Pesquisadores brasileiros descobrem droga contra obesidade. Mas acontece que eles trabalham nos Estados Unidos.

Ana Lourenço da Rosa

Dois pesquisadores brasileiros, há dez anos pesquisando nos EUA , descobrem uma nova droga contra obesidade. Reportagem da Agência Estado diz que o casal brasileiro Renata Pasqualini e Wadih Arap coordena um laboratório no MD Anderson Cancer Center, ligado à Universidade do Texas em Houston (EUA). Os dois pesquisadores observaram que o sistema circulatório é mais complexo que uma rede uniforme de “encanamentos” para o sangue. A superfície dos vasos sanguíneos é diferente em cada órgão ou tecido.

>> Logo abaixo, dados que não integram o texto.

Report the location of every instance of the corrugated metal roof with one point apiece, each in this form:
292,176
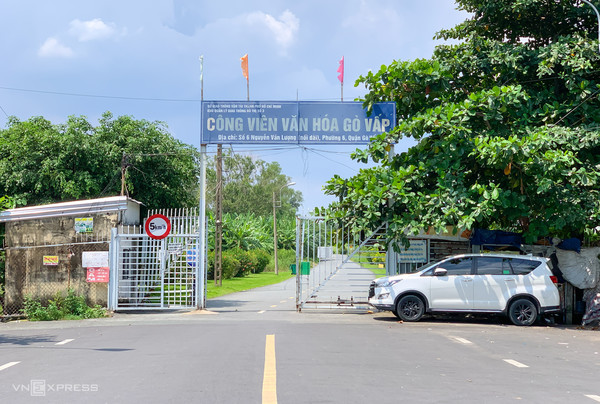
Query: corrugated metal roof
74,208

“Na prática, identificamos um sistema de endereços moleculares no corpo”, explica Renata, comparando o organismo humano a uma cidade. Segundo a analogia, bastaria descobrir o “CEP” correto do tecido que necessita de tratamento para desenvolver uma droga capaz de “endereçá-lo” com precisão.

No tecido adiposo, o “CEP” chama-se proibitina, uma proteína presente de forma abundante na membrana das células dos vasos sanguíneos que alimentam as células de gordura.

A notícia é ais uma vergonha para nossa independência na produção de remédios. Que coincidência fantástica! Que sossego danado de nosso Brasil. Este assunto é muito complexo. Uma droga medicamentosa, a sua fórmula original não cai do céu. O que será que o Brasil ganha com isso. E os nossos pesquisadores precisam ir embora para produzir remédio além-mar?

Isso é assunto para mais de metro. O comentário precisa ser feito por especialista bom no assunto (farmacêutico, químico medicinal). Mas cai muito bem nas questões da falta de remédios produzidos aqui para a demanda no SUS etc.

Bom trabalho. Antes de se abordar esta importante notícia, é preciso que seja investigado se essa droga tem origem molecular em algum tipo de planta medicinal, pois o artigo não aborda nem de longe a origem da descoberta. E se a planta for da flora brasileira? Já pensou nisso? Ai é de chorar e muito. Aí a vaca foi de vez para o brejo. E os nossos políticos sabem disso desde o seu início? Será que tem algum protocolo bilateral? E por aí vai…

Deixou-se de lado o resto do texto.